4 Offiziere und 216 Mann des Regimentes "Groß- und Erbprinz" entgingen dem Schicksal ihrer Landsleute bei Badajoz. Sie waren zum Zeitpunkt der Belagerung detachiert bzw. krank. Diese Truppen kehrten im Oktober 1812 nach Darmstadt zurück. 1814 erreichten ca. 200 Kriegsgefangene aus England das Großherzogtum. Die Verluste des Regimentes zwischen 1808 und 1812 ist nur hinsichtlich der Offiziere genau festzustellen. 13 Offiziere starben, 25 wurden verwundet. Ca. 1300 Unteroffiziere und Mannschaften fielen in Spanien.

deco Uniformen

Wie bereits oben erwähnt, wurde das Regiment "Groß- und Erbprinz" vor seinem Auftreten in Spanien nach französischem Muster reorganisiert. Es ist allerdings zu vermuten, daß sich die Übernahme der französischen Uniform, erst zwischen 1809 und 1810 vollends durchsetzte. Hiefür spricht auch die Schilderung der Musterung vor dem französischen Marschall Lefebvre. Deshalb soll hier auch noch kurz auf die Unformierung der Brigade Erbprinz eingegangen werden.

Die Brigade trug blaue Röcke mit hellgelbem Kragen, Ärmelaufschlägen und Rabatten. Weiße Westen und Hosen mit hohen schwarzen Gamschen ergänzten die Uniform. Das Lederzeug war weiß. Als Kopfbedeckung trug man einen Zweispitz. Dieser hatte einen Pompon in den Kompaniefarben: 1. gelb, 2. schwarz, 3. blau, 4. rot. Offiziere schwarz über rot.

Das Füsilierbataillon der Brigade trug grüne Röcke, eine Tatsache die Lefebvre bei der Musterung befremdete, da die Neuorganisation der Hessen dazu geführt hatte, daß das Füsilierbataillon mit den anderen Truppenteilen vermischt worden war, was natürlich die Uneinheitlichkeit der hessischen Truppen zur Folge hatte. Zur Bemalung können hier die Esci Preußen von 1806 herangezogen werden.

Die Neuuniformierung der hessischen Truppen im Peninsular War sah wie folgt aus.
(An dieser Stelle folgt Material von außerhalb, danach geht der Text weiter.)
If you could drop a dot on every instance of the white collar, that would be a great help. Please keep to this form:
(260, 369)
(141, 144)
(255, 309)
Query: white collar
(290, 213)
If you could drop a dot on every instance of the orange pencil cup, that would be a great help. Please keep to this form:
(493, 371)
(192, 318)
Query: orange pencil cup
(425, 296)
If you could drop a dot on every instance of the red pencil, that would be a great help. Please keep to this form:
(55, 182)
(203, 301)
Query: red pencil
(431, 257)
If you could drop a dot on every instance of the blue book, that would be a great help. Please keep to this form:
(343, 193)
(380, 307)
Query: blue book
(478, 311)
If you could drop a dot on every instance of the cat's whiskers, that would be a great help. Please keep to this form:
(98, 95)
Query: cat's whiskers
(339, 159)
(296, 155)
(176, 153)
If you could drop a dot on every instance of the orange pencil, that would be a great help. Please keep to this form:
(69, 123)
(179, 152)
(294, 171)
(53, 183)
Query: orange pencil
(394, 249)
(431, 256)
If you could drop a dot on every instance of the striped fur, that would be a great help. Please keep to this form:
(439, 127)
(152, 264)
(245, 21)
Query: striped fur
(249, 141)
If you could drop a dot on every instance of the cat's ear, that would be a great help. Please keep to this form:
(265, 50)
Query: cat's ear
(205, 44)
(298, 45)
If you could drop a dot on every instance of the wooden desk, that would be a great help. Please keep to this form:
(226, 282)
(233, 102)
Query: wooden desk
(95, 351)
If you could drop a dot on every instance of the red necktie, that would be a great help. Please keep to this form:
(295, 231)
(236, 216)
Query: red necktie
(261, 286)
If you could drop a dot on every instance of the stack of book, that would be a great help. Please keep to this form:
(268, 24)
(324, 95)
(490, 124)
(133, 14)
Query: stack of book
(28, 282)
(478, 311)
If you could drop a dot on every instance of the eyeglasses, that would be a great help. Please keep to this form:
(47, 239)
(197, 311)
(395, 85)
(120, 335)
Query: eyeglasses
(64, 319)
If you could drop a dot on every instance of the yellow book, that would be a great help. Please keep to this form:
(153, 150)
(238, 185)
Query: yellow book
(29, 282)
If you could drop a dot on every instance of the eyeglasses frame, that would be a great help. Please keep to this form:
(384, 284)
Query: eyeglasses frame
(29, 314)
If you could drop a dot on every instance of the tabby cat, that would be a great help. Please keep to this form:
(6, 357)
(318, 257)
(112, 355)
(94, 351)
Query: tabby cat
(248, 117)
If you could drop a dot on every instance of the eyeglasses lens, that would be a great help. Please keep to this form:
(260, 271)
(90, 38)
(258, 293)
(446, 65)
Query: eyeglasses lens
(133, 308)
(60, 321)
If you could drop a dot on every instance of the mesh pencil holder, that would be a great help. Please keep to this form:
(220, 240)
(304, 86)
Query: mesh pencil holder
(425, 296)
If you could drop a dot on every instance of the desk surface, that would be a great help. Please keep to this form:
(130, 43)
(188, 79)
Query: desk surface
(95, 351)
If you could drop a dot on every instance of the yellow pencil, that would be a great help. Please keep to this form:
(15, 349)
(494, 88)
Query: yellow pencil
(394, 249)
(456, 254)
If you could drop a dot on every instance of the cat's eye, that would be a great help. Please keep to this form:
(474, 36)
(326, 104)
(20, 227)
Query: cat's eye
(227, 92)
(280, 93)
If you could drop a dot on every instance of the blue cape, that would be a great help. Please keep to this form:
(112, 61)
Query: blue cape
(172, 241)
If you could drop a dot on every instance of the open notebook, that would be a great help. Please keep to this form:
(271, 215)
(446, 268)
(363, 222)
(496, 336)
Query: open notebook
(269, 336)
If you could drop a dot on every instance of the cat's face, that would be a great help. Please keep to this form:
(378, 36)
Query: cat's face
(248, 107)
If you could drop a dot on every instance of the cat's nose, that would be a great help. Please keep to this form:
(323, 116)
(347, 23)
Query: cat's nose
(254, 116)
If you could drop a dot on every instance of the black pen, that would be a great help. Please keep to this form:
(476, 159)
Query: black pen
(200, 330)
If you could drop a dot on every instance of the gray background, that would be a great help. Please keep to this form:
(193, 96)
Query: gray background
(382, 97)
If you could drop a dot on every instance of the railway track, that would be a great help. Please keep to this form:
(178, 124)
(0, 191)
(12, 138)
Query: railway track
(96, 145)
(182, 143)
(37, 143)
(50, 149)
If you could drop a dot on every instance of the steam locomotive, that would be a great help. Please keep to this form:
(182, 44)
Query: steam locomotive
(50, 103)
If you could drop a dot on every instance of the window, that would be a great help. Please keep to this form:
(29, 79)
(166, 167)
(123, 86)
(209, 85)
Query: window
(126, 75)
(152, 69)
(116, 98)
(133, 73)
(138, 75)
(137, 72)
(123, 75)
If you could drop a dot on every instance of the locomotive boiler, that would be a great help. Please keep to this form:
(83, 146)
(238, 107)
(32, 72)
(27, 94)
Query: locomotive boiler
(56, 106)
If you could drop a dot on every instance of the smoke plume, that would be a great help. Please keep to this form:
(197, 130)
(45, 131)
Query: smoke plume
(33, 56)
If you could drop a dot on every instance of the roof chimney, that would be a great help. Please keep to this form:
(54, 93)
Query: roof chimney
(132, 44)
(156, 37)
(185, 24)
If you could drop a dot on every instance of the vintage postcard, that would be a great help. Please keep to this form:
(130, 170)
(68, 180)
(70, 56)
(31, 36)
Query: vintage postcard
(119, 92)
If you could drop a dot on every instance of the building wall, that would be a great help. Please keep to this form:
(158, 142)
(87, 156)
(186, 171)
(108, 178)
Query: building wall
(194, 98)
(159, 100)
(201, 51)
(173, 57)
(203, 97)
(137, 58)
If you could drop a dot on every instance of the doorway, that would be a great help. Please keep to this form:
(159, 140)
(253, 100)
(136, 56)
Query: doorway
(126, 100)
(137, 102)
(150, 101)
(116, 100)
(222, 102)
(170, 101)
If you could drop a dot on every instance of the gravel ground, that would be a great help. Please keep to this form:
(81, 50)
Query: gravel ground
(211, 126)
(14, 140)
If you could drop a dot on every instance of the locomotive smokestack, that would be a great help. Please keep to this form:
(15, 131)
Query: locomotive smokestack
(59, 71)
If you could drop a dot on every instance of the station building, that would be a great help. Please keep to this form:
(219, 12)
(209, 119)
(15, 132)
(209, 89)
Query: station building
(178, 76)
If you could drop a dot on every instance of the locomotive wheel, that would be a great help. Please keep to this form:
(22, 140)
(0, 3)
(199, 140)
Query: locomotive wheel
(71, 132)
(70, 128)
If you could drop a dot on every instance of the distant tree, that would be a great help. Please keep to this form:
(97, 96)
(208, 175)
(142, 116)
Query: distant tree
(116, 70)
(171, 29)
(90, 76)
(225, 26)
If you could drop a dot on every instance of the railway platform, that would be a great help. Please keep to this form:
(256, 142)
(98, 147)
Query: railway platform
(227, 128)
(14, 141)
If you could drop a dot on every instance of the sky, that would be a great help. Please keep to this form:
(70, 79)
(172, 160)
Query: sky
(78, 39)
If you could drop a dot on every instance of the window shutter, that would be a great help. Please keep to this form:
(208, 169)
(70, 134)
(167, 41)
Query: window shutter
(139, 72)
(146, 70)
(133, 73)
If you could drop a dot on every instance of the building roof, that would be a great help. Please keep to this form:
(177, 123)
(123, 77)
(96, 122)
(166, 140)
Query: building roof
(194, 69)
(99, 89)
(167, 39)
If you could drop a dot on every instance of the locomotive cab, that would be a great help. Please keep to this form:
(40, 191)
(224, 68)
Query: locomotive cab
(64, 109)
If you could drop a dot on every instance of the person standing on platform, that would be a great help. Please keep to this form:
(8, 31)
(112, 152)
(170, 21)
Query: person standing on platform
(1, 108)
Dunkelblauer Rock, vorn geschlossen, hinten frackartig in zwei Schöße abgeteilt, deren Ecken umgeschlagen waren. Hellgelber Kragen und Ärmelaufschläge. Rote Schoßumschläge. Rote Epauletten (Grenadiere) bzw. grüne (Voltigeure). Weiße Westen, enge blaue Hosen, schwarze hohe Gamaschen mit gelben Knöpfen, sonst überall weiße Knöpfe. Häufig wurden auch, aus Mangel an Nachschub, braune Hosen getragen. Der Tschako im französischen Stil trug an der Stirnseite ein herzförmiges weißes Blech mit dem hessischen Löwen. An der rechten Seite des Tschako hingen Fangschnüre heruter, bei den Grenadieren rot, bei den Voltigeuren grün mit gelben Knoten, bei den Füsilieren weiß.
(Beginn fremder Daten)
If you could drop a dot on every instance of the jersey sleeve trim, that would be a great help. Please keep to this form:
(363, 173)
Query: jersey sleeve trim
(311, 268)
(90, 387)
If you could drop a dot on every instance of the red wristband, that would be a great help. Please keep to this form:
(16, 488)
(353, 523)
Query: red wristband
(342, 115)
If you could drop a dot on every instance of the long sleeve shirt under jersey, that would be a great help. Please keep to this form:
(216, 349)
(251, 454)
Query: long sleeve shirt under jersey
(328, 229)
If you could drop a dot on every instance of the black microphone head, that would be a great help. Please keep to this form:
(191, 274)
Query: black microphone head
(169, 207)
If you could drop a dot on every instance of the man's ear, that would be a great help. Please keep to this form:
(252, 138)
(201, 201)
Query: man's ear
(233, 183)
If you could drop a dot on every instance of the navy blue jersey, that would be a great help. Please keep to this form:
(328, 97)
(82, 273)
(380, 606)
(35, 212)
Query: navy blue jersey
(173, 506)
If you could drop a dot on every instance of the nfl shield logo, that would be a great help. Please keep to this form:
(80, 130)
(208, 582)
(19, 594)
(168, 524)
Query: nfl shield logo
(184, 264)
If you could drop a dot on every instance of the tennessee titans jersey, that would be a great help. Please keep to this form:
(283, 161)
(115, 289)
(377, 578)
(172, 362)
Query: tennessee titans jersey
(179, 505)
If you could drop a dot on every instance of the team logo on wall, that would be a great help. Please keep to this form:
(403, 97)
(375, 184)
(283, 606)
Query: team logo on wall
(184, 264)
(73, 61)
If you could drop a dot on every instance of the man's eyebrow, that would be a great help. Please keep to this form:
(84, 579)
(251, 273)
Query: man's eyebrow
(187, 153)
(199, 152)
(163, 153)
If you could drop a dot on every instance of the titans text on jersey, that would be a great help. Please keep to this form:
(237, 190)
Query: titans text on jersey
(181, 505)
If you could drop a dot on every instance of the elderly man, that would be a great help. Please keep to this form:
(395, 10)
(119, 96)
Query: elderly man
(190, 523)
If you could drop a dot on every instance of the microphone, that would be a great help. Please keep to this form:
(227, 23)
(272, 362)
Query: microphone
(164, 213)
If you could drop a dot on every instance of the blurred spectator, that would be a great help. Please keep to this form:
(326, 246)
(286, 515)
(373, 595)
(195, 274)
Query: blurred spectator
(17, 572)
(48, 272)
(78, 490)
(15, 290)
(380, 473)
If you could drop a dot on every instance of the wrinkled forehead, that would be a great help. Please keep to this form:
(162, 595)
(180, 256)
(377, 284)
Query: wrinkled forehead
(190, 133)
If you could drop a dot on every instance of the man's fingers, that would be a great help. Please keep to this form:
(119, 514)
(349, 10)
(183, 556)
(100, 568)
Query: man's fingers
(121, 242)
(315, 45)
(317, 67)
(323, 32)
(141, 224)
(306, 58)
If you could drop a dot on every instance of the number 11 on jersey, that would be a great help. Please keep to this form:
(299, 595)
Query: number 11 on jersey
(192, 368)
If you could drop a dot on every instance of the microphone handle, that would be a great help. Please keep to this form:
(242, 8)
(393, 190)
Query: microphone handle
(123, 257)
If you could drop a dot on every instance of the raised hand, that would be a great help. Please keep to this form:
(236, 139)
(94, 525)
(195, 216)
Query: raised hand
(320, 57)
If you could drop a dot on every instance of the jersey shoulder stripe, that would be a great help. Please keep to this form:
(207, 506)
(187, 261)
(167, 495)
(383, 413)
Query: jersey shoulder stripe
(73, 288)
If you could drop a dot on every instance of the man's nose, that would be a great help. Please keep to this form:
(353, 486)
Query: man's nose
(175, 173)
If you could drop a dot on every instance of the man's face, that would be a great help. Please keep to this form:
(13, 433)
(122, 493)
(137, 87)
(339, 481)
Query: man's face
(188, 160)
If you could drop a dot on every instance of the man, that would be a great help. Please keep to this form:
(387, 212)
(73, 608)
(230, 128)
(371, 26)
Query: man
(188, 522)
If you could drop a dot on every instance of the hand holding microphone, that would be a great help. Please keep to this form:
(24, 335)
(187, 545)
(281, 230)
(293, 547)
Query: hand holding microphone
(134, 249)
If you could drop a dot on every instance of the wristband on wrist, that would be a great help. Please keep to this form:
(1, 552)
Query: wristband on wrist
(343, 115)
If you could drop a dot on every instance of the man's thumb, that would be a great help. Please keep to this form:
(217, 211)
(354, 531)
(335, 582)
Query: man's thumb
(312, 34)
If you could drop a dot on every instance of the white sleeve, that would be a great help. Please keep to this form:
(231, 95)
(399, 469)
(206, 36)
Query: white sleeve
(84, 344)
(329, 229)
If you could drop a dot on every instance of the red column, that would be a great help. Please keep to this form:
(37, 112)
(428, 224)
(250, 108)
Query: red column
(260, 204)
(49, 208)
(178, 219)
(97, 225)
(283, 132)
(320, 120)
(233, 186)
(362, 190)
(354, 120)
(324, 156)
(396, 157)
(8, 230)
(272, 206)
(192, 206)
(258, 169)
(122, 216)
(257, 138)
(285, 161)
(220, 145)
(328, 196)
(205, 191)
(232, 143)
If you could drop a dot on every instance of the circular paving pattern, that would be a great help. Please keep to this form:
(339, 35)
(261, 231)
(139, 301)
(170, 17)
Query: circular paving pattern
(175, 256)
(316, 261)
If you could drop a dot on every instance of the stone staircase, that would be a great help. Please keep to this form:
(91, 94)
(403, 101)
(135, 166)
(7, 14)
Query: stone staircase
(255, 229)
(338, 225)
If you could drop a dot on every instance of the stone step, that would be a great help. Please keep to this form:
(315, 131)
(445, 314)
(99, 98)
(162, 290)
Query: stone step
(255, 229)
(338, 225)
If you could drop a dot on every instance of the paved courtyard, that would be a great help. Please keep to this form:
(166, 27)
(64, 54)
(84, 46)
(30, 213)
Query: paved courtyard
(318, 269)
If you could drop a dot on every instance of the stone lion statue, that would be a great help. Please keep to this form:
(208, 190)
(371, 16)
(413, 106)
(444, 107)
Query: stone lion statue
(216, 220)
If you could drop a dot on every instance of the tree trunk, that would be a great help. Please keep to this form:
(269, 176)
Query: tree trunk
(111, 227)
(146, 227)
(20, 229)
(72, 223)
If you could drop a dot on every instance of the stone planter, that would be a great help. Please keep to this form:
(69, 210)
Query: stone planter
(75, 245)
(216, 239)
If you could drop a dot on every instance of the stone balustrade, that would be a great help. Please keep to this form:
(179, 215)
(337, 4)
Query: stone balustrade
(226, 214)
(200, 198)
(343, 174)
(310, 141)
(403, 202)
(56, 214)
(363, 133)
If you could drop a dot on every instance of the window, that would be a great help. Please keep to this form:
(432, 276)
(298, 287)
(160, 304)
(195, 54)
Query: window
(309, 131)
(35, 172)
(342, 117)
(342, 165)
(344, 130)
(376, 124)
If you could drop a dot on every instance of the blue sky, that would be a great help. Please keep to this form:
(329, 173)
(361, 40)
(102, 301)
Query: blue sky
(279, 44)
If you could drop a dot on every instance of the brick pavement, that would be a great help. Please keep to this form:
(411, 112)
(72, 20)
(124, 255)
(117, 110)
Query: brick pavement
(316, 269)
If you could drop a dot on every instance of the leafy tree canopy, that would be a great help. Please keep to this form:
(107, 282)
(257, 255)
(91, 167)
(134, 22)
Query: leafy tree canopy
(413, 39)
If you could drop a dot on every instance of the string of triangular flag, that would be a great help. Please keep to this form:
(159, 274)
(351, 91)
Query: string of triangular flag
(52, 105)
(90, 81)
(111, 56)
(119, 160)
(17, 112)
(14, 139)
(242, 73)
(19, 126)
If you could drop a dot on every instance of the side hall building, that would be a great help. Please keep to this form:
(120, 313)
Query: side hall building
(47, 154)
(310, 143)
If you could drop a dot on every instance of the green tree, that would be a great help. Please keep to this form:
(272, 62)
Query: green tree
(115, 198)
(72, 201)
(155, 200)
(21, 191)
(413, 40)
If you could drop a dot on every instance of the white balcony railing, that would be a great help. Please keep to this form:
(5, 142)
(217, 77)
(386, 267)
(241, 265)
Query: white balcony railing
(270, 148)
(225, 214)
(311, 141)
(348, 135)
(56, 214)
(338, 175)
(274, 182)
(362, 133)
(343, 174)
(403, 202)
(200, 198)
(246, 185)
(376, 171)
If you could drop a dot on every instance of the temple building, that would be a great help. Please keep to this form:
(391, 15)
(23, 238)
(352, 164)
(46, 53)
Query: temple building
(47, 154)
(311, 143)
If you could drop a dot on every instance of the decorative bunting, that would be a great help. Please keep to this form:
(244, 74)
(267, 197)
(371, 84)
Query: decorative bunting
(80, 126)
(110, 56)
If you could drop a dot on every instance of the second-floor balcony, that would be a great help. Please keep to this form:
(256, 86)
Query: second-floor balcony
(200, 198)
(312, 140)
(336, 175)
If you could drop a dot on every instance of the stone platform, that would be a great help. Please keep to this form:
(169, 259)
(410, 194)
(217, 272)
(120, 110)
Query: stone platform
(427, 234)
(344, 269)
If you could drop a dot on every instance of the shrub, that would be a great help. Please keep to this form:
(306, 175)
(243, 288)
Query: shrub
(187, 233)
Die Elitekompanien trugen rote bzw. grüne Pompons. Bei Paraden wurden Federbüsche aufgesteckt (Grenadiere rot, Voltigeure grün, Füsiliere schwarz). Gewehre und Tonister nach französischem Modell. Die Offiziere trugen weiterhin den Zweispitz sowie einen silbernen Ringkragen mit dem goldenen hessischen Löwen.

Hier verwendet man die französische Infanterie der verschiedenen Hersteller.
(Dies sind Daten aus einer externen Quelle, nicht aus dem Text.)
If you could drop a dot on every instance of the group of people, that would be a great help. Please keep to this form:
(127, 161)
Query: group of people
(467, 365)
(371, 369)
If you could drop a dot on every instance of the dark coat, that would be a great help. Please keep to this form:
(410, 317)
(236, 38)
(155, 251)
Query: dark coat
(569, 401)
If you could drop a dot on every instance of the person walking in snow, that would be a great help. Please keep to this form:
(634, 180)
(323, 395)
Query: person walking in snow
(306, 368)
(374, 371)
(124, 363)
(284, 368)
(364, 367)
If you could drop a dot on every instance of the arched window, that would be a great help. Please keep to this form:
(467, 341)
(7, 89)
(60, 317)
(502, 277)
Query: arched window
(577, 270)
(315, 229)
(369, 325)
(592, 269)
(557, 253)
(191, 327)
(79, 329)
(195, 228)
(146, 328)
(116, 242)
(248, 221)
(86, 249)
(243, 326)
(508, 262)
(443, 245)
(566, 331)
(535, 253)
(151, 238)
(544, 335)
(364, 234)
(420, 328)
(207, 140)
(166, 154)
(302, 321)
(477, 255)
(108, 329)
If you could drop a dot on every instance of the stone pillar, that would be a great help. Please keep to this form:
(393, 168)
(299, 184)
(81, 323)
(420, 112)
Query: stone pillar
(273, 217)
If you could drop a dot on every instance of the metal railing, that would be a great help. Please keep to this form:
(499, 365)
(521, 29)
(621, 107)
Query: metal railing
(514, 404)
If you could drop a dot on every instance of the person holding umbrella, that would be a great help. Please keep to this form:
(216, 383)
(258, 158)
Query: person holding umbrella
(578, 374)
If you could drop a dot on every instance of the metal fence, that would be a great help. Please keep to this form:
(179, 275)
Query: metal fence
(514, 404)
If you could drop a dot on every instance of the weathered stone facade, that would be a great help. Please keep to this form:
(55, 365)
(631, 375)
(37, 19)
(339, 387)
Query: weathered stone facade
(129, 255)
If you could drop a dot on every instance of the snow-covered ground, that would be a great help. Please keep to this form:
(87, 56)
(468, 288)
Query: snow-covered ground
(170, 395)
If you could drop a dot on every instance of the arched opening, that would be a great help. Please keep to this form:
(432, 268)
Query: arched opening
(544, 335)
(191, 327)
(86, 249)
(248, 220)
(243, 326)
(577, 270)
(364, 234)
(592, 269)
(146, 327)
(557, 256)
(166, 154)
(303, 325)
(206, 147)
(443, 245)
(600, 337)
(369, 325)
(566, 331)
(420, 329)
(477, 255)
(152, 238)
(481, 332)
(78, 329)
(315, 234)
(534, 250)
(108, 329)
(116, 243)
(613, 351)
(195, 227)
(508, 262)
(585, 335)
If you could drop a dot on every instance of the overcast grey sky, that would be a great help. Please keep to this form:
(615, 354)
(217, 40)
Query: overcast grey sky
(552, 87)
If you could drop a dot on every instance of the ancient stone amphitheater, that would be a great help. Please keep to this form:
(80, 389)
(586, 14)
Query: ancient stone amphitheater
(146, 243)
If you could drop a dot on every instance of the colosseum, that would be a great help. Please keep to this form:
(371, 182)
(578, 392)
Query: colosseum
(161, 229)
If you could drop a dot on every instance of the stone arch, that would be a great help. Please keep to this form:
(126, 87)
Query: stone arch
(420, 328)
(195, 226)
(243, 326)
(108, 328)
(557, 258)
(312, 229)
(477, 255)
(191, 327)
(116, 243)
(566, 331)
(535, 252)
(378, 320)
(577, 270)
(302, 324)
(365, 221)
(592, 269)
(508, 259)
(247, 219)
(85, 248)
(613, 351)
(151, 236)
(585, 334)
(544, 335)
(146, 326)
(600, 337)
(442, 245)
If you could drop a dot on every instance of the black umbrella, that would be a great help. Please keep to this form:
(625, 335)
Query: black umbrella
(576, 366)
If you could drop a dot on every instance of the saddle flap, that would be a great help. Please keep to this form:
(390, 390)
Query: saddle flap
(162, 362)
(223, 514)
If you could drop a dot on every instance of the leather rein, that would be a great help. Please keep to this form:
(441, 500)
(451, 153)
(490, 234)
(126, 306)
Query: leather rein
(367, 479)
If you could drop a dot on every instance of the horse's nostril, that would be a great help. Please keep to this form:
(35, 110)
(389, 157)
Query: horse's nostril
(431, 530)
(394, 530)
Die Uniformierung der Artillerie entsprach weitestgehend der der Infanterie. Kragen und Brust waren allerdings schwarz mit roter Paspelierung. Bezeichned für die hessische Artillerie waren die Kontre-Epauletten. Als Truppenkörper empfiehlt sich hier logischerweise die französische Linienartillerie von Airfix.

Vielleicht haben meine Ausführungen den ein oder anderen angeregt, einmal ein anderes Diorama zu bauen. Wie wäre es denn einmal mit einem Sturmangriff auf eine spanische Festung. Sicherlich eine reizvolle Aufgabe für einen Sammler. Viel Spaß beim Basteln.